How to prove $\operatorname{Tr}(AB) = \operatorname{Tr}(BA)$?
there is a similar thread here Coordinate-free proof of $\operatorname{Tr}(AB)=\operatorname{Tr}(BA)$?, but I'm only looking for a simple linear algebra proof.
Observe that if $A$ and $B$ are $n\times n$ matrices, $A=(a_{ij})$, and $B=(b_{ij})$, then $$(AB)_{ii} = \sum_{k=1}^n a_{ik}b_{ki},$$ so $$ \operatorname{Tr}(AB) = \sum_{j=1}^n\sum_{k=1}^n a_{jk}b_{kj}. $$ Conclude calculating the term $(BA)_{ii}$ and comparing both traces.
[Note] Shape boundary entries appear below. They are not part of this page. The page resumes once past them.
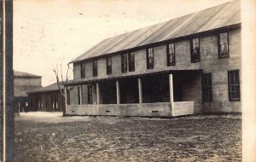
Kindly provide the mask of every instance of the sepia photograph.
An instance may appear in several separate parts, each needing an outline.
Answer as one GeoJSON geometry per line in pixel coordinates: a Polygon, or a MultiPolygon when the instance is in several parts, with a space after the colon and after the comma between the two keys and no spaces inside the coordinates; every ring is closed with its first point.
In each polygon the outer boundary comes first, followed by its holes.
{"type": "Polygon", "coordinates": [[[255,3],[0,2],[0,161],[256,161],[255,3]]]}

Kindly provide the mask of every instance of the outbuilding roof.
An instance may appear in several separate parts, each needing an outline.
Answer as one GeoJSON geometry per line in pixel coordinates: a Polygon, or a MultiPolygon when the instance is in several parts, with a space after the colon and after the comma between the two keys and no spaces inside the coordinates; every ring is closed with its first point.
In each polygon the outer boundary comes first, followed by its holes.
{"type": "MultiPolygon", "coordinates": [[[[61,86],[61,89],[64,88],[62,84],[60,84],[60,86],[61,86]]],[[[59,90],[59,87],[58,87],[57,83],[47,85],[45,87],[41,87],[39,89],[33,90],[30,93],[49,92],[49,91],[55,91],[55,90],[59,90]]]]}
{"type": "Polygon", "coordinates": [[[240,1],[235,0],[194,14],[102,40],[71,63],[131,49],[194,33],[241,24],[240,1]]]}
{"type": "Polygon", "coordinates": [[[14,71],[15,78],[42,78],[42,76],[35,75],[25,72],[14,71]]]}

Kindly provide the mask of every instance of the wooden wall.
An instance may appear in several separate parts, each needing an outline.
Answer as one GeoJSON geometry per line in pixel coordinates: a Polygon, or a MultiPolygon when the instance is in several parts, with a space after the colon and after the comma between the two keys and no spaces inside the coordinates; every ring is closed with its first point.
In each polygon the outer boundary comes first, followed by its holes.
{"type": "MultiPolygon", "coordinates": [[[[183,85],[183,101],[194,101],[196,112],[241,112],[241,101],[230,101],[228,95],[228,73],[230,70],[240,70],[241,74],[241,29],[229,32],[230,57],[219,59],[218,55],[218,35],[200,37],[201,61],[191,63],[189,40],[175,42],[176,65],[166,66],[166,45],[154,47],[154,69],[147,69],[146,49],[135,51],[135,72],[121,72],[121,55],[113,55],[112,74],[107,75],[106,58],[97,59],[98,76],[92,77],[92,62],[86,61],[85,78],[80,77],[80,65],[74,63],[75,80],[91,80],[163,70],[198,70],[212,72],[212,101],[202,102],[201,74],[191,75],[191,82],[183,85]]],[[[240,77],[241,84],[241,79],[240,77]]],[[[102,98],[102,97],[101,97],[102,98]]]]}

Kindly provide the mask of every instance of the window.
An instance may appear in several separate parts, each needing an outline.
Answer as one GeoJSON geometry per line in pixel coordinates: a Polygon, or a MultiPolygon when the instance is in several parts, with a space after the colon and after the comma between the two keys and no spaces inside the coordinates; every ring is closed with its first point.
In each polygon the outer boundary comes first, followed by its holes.
{"type": "Polygon", "coordinates": [[[80,101],[80,88],[78,87],[78,95],[79,95],[79,105],[80,105],[81,101],[80,101]]]}
{"type": "Polygon", "coordinates": [[[190,57],[191,57],[191,62],[200,61],[199,38],[194,38],[190,40],[190,57]]]}
{"type": "Polygon", "coordinates": [[[88,86],[88,104],[92,104],[92,86],[88,86]]]}
{"type": "Polygon", "coordinates": [[[83,62],[81,64],[81,78],[85,78],[85,62],[83,62]]]}
{"type": "Polygon", "coordinates": [[[96,77],[98,75],[97,60],[94,60],[92,61],[92,75],[93,77],[96,77]]]}
{"type": "Polygon", "coordinates": [[[112,57],[111,56],[107,57],[106,64],[107,64],[107,74],[111,74],[112,73],[112,57]]]}
{"type": "Polygon", "coordinates": [[[212,73],[202,74],[202,101],[212,101],[212,73]]]}
{"type": "Polygon", "coordinates": [[[135,71],[134,52],[129,53],[129,72],[135,71]]]}
{"type": "Polygon", "coordinates": [[[228,32],[220,33],[218,37],[218,58],[229,57],[229,34],[228,32]]]}
{"type": "Polygon", "coordinates": [[[122,72],[127,72],[127,54],[122,54],[121,62],[122,62],[122,72]]]}
{"type": "Polygon", "coordinates": [[[240,101],[239,70],[229,71],[228,75],[230,101],[240,101]]]}
{"type": "Polygon", "coordinates": [[[154,49],[147,49],[147,69],[154,68],[154,49]]]}
{"type": "Polygon", "coordinates": [[[167,66],[175,65],[175,47],[174,43],[167,44],[167,66]]]}

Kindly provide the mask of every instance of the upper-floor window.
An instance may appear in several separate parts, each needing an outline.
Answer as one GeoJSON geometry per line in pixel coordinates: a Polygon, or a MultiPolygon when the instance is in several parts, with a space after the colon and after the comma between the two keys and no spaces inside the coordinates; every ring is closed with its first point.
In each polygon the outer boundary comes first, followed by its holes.
{"type": "Polygon", "coordinates": [[[91,85],[88,85],[88,104],[92,104],[92,86],[91,85]]]}
{"type": "Polygon", "coordinates": [[[167,44],[167,66],[175,65],[175,46],[174,43],[167,44]]]}
{"type": "Polygon", "coordinates": [[[220,33],[218,37],[218,58],[229,57],[229,33],[220,33]]]}
{"type": "Polygon", "coordinates": [[[212,101],[212,73],[202,74],[201,84],[202,84],[202,101],[212,101]]]}
{"type": "Polygon", "coordinates": [[[85,62],[81,63],[81,78],[85,78],[85,62]]]}
{"type": "Polygon", "coordinates": [[[97,60],[92,61],[92,75],[96,77],[98,75],[97,60]]]}
{"type": "Polygon", "coordinates": [[[191,62],[200,61],[200,43],[198,38],[190,40],[190,57],[191,62]]]}
{"type": "Polygon", "coordinates": [[[147,49],[147,69],[154,68],[154,49],[147,49]]]}
{"type": "Polygon", "coordinates": [[[108,56],[106,59],[106,64],[107,64],[107,74],[112,73],[112,57],[108,56]]]}
{"type": "Polygon", "coordinates": [[[240,101],[239,70],[228,71],[230,101],[240,101]]]}
{"type": "Polygon", "coordinates": [[[127,54],[121,55],[122,72],[127,72],[127,54]]]}
{"type": "Polygon", "coordinates": [[[129,53],[129,72],[135,71],[134,52],[129,53]]]}

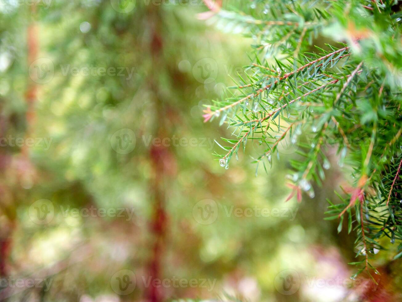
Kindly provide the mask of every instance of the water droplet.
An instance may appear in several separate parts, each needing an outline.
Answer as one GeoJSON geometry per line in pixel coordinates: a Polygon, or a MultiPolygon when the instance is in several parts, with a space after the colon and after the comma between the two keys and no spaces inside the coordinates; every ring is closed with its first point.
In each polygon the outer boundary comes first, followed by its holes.
{"type": "Polygon", "coordinates": [[[305,179],[300,181],[299,183],[300,187],[304,191],[308,191],[311,187],[311,185],[307,180],[305,179]]]}
{"type": "Polygon", "coordinates": [[[252,111],[254,112],[256,112],[258,109],[258,103],[256,102],[254,103],[254,105],[253,105],[252,111]]]}
{"type": "Polygon", "coordinates": [[[340,158],[345,158],[347,150],[347,148],[346,147],[344,147],[342,148],[342,151],[340,151],[340,158]]]}
{"type": "Polygon", "coordinates": [[[225,165],[226,164],[226,160],[225,158],[221,158],[219,160],[219,164],[221,167],[225,166],[225,165]]]}
{"type": "Polygon", "coordinates": [[[268,156],[267,156],[267,159],[268,160],[268,162],[270,164],[272,163],[272,156],[271,156],[271,154],[269,154],[268,156]]]}
{"type": "Polygon", "coordinates": [[[324,162],[322,163],[322,166],[325,170],[328,170],[331,167],[331,164],[330,163],[329,161],[326,158],[324,160],[324,162]]]}

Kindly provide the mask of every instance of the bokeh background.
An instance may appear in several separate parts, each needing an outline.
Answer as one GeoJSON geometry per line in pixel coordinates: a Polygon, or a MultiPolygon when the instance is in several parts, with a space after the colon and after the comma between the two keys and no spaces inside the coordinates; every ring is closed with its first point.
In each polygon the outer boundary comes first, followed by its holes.
{"type": "Polygon", "coordinates": [[[258,140],[228,170],[212,154],[231,131],[203,105],[247,76],[252,39],[198,20],[200,0],[0,2],[0,300],[369,296],[323,219],[336,164],[285,203],[297,144],[256,176],[258,140]]]}

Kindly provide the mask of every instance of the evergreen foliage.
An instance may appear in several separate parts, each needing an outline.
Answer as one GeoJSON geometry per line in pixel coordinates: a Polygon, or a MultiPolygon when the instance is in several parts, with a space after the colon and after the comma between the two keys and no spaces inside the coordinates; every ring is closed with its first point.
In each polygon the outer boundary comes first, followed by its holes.
{"type": "Polygon", "coordinates": [[[289,177],[289,197],[297,193],[300,201],[302,191],[314,197],[312,183],[331,181],[324,171],[334,145],[350,187],[341,188],[340,202],[328,200],[327,214],[340,220],[338,232],[345,224],[357,233],[361,259],[353,263],[354,277],[378,273],[370,261],[386,249],[387,238],[397,244],[390,251],[394,258],[402,256],[398,1],[205,2],[209,11],[200,18],[252,39],[247,78],[239,75],[225,97],[204,110],[205,121],[219,119],[233,133],[215,154],[220,165],[228,168],[249,140],[257,140],[261,152],[254,162],[267,171],[281,141],[302,135],[308,143],[290,161],[289,177]]]}

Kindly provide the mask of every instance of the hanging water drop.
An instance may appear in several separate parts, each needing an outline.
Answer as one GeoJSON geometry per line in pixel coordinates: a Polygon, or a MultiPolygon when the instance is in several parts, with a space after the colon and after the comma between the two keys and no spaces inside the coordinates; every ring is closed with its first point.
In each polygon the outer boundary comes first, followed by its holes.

The efficient @hjhjhj57: answer
$$\text{Tr}(AB) = \text{Tr}(BA)= \sum a_{ij} b_{ji}$$
Now we can start to understand why if we do a circular permutation of the factors the expression
$$\text{Tr}( A_1 A_2 \ldots A_m)$$
does not change, and what is the expression.
Assume now $A$,$B$ square. Then certainly $\det(AB) = \det(BA)$, using the multiplicative property of the $\det$.
In fact, the matrices $AB$ and $BA$ have the same characteristic polynomial, so in particular the same trace, and the same determinant.